The Polling Paradox: How to Read the Numbers

Two polls with contradictory results provide a teaching moment, and a veteran of the craft tells you how not to be a baby about reading them.

Republican Presidential candidate Jeb Bush greets supporters at the 4th of July Parade in Merrimack, New Hampshire.

Photo by Kayana Szymczak/Getty Images

Do you believe, as the ABC News/Washington Post poll showed this week, that Hillary Clinton is beating Jeb Bush nationally by a margin of 10 percentage points (51 percent to 41 percent)?

Do you believe, as the Quinnipiac University poll released Wednesday on a set of battleground states showed, that Bush as well as Marco Rubio and Scott Walker are besting Clinton by 5 percentage points in Colorado, 6 percentage points in Iowa, and 3 percentage points in Virginia?

Both can't be true.

There are basic questions I like to ask on whether poll results make sense. The recent ABC News/Washington Post and Quinnipiac polls provide a great opportunity to illustrate what factors we should consider.

I don’t know whether Clinton is ahead by 10 percentage points as the ABC News/Washington Post poll shows or is behind in key battleground states, as shown by Quinnipiac. Also, while I’m not sure that that any horserace numbers (accurate or not) mean much 15 months before the general election, what I do know this:

It is theoretically and mathematically possible that Clinton could be besting Bush nationally and losing in swing states, but not in practical terms. Yes, presidential elections are battles for Electoral College votes and it is the states that matter, but state results are not independent from national numbers. And, it would be phenomenally unlikely for a candidate to be up big nationally and be behind in swing states.

Also, looking forward to the next year when we will be flooded with state polls, state polling results can and should be compared to each other. Yes, there are 51 separate contests for electors, but those contests are not completely independent. There is a continuum of party performance of how states should line up in a presidential contest. No matter the year, Republicans will do better in Texas and Utah than California and Massachusetts. And, rarely do states leapfrog over one another in terms of their performance.

For example, Florida, North Carolina, and Ohio are all battleground states—and it’s hard to see how a Republican wins without winning all three. Still, while they all may swing in the same direction as they did for George W. Bush in 2004 or Barack Obama in 2008, they will not be decided by identical margin and, crucially, all three do not have the same probability of going for the eventual Republican or Democratic nominee.

A Republican may win, one, two, three, or none of the states, but a Republican will likely do better in North Carolina than Florida, and better in Florida than Ohio. And, on average, when looking at state polls, they should also reflect that logic or continuum.

Why? Fundamentally, the distribution of party identification and past voting trends tell us a lot about the basic political terrain and predispositions in a state.

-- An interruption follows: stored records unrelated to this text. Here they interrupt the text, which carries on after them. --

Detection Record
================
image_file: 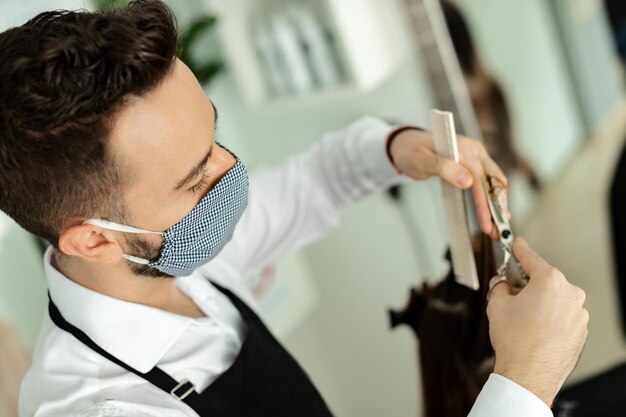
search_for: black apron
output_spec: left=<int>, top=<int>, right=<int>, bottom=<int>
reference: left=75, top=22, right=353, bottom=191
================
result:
left=48, top=284, right=332, bottom=417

Predispositions in a state can change. West Virginia used to be reliably Democratic and Vermont reliably Republican, but there are rarely enormous jumps from year to year. There is some disagreement among pollsters about whether to weight to party identification, but an important factor to look at with any poll is the partisan distribution of the sample and how it compares to previous similar elections.

With a huge hat tip to Quinnipiac for being so transparent with their methodology, we can compare the partisan distributions in their state polls to previous years. Looking at exit poll results, which are generally but not completely comparable to phone poll findings, we see that the electorate in the Quinnipiac polls in all three states looks more Republican and more like the 2014 midterm electorate than the 2016 electorate. As the table below shows, Democrats went from a 5 percentage point advantage in Colorado in 2012 to a 4 percentage point deficit in 2014. The Quinnipiac survey has Republicans up by 3 percentage points now. While the general election electorate in 2016 may not be as Democratic as it was in 2012 (can the eventual Democratic nominee replicate the message and mobilizing muscle of the 2012 Obama campaign?) it is unlikely to look so similar to the Republican-leaning 2014 midterm electorate.


So, while we actually don’t know what truth is, except on the day after the election, there are some things that you can do to make sense of political polls. See if state results make sense when compared to other states and to national polls and look at the composition of the electorate. The nature of the times and muscular mobilization efforts can change the shape of electorates at the margin, but be wary of results that look fundamentally different from previous years.

Ken Goldstein is professor of politics at the University of San Francisco and is Bloomberg Politics' polling and political advertising analyst.